The taste of arabica beans differ between varieties and growing regions--the same
variety grown in different parts of the world will taste different. These taste notes
can be as varied as berries (blueberry is often particularly noted in Ethiopian Harrar),
earthy (a characteristic associated with Indian and Indonesian coffees,) citrus (common
with Central Americans), or chocolate.
On average, a robusta will be harsher. One importer likened a particularly bad origin
to dung, though very fine robustas can, potentially, compare favourably to a quality
arabica. Premium robustas are essentially reserved for espresso blends, where they
are primarly used to greatly improve the crema and to add a certain bite to the shot.
The difficulty is in finding an exceptional robusta; growers and processors are often
not willing to dedicate as much effort to robusta as they are to arabica, since the
only potential market is for those blends. Robustas are rarely sold straight; instead,
in addition to premium robustas used in espresso blends, poor quality robustas may
be added to freeze-dried coffees or to coffee-flavoured frozen drinks where the sugar
and cream overwhelm the off-notes. Robusta has notably more caffeine than arabica.
Jamaican Blue Mountain
Often used as a synonym for coffee excellence, Jamaican Blue Mountain refers to a
specific region on the island of Jamaica: the Blue Mountains, of which Blue Mountain
Peak is the highest point on Jamaica at 7,402 feet. Only coffee grown on certain
estates may be called "Blue Mountain": Wallenford, Mavis Bank, Silver Hill, and Moy
Hall registered the rights to call their product Blue Mountain, and Old Tavern Estate
was in recent years awarded the right to use the name. The sale, roasting, and export
of Blue Mountain coffee is strictly controlled by the Jamaican government and the
Coffee Industry Board
Why are some coffees aged?
Unroasted coffee beans that are properly stored will change their taste profile.
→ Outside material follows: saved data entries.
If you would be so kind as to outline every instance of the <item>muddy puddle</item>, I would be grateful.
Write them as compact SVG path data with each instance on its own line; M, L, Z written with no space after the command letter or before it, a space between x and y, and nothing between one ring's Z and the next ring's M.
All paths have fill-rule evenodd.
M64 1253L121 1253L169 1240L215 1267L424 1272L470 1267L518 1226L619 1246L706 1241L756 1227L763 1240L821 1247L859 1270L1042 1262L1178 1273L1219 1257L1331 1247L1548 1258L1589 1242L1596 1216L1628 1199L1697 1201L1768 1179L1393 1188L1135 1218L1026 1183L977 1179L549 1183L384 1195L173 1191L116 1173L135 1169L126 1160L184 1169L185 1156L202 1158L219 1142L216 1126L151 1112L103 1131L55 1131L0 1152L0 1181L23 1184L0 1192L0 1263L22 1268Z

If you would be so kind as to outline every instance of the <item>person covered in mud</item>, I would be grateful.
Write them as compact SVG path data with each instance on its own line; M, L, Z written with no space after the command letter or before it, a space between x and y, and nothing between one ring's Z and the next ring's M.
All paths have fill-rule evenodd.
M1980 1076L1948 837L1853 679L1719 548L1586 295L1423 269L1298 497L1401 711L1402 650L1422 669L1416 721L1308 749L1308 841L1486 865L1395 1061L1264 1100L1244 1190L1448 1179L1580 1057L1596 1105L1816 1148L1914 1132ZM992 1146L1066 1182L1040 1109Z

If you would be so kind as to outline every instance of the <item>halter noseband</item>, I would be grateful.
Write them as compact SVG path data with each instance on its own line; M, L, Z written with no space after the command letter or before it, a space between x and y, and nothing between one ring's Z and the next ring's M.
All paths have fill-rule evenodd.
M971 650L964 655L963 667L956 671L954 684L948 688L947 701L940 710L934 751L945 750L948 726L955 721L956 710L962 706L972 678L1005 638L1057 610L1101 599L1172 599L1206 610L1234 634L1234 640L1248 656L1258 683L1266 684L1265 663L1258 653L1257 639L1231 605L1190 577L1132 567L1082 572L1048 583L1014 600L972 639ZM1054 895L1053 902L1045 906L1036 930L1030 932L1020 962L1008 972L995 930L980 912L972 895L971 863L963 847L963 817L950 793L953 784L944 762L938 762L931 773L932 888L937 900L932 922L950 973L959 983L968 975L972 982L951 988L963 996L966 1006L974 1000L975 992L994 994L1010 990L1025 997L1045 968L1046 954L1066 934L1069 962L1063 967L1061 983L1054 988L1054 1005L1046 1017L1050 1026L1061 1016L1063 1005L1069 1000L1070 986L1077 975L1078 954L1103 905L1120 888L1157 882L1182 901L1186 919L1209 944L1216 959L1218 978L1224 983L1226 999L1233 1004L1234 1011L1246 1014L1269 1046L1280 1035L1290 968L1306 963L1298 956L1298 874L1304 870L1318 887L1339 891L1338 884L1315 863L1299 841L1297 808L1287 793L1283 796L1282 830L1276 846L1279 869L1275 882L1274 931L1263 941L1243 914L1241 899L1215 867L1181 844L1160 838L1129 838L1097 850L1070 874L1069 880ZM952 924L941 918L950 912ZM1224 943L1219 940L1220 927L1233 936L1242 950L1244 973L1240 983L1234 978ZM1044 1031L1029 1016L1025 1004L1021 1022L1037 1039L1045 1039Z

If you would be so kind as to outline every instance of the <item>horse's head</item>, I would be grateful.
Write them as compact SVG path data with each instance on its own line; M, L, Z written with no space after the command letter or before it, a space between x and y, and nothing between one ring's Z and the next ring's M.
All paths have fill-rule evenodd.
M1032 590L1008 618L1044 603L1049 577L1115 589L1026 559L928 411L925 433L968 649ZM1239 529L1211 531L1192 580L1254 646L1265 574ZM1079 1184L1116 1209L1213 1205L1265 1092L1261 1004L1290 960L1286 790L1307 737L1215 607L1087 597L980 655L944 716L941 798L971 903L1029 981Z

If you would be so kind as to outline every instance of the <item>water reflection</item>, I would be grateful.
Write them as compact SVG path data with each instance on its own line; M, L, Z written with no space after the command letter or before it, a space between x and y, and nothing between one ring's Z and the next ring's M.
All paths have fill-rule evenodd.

Acidity decreases and the perceived body deepens, while certain defects can become
less apparent. Those coffees given the appellation "aged" are usually held for a
number of years under carefully controlled conditions, and may have extraordinarily
rich bodies. However, some aged coffees simply taste old and flat. Make sure you
buy aged coffee from a reputable dealer who has sampled ("cupped") that particular
What's a monsooned coffee?
Monsooned coffees have been held in open-sided warehouses and exposed to the steady,
damp monsoon winds. In a matter of weeks, the beans yellow, and gain a flavour reminiscent
of, but distinct from aged coffees. By far the most common monsooned coffee is Indian
monsooned Malabar. Again, buy from a retailer who is personally familiar with the
particular batch of coffee you are considering purchasing. Monsooned coffee isn't
for everyone, but it should be sampled.